В том старом уютном пригороде даже самые большие особняки демократично жались к самому краю мостовой и располагались в непосредственной близости к прочим домам. Нигде не было видно ни что-то скрывающей живой изгороди, ни изолирующих от внешнего мира парков. Даже огромные дома с многочисленными комнатами и флигелями занимали своими участками тротуар. Таким образом обнародовались чувство гордости и непорочность: нам нечего скрывать, мы хотим показать вам все, что имеем. Дом Тома представлял собой виллу в средиземноморском стиле с шестью спальнями и жильем для прислуги над гаражом на две машины, однако его тусклые освинцованные окна и парадная дверь (толстый дуб с выемками в виде грифонов) маячили всего в десяти шагах от улицы.

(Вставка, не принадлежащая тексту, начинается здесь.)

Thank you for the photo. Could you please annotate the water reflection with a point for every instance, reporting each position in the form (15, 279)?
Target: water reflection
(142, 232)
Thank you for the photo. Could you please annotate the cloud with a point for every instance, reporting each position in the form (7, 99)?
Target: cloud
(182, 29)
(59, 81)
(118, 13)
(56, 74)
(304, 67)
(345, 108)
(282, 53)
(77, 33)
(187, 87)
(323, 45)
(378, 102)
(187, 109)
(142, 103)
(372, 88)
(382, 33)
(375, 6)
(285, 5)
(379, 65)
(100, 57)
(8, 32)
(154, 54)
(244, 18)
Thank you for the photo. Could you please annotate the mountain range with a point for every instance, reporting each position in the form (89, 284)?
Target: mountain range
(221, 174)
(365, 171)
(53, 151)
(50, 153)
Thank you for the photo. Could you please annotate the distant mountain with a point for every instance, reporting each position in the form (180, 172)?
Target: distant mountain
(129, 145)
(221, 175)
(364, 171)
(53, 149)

Тем не менее, проникнув за эту дверь, я почувствовал себя так, словно перенесся в иное общество, чьи обычаи мне никогда не будет дано постичь. Веллингтоны были любезны, но не обаятельны. Вдоль лестницы висели дорогие, уродливые портреты, написанные с фотографий их четверых детей. Зубы у детишек были стянуты дорогостоящими скобами, их страсть к парусным шлюпкам, лыжам или гитарам поощрялась щедрой рукой, но без единого звука, их всех оцепеневшим строем провели мимо памятников Европы, их каникулы глубоко в ущельях с речными порогами и ледниками или высоко в горах субсидировались сполна — но царила мертвая тишина. Никто не произносил ни слова.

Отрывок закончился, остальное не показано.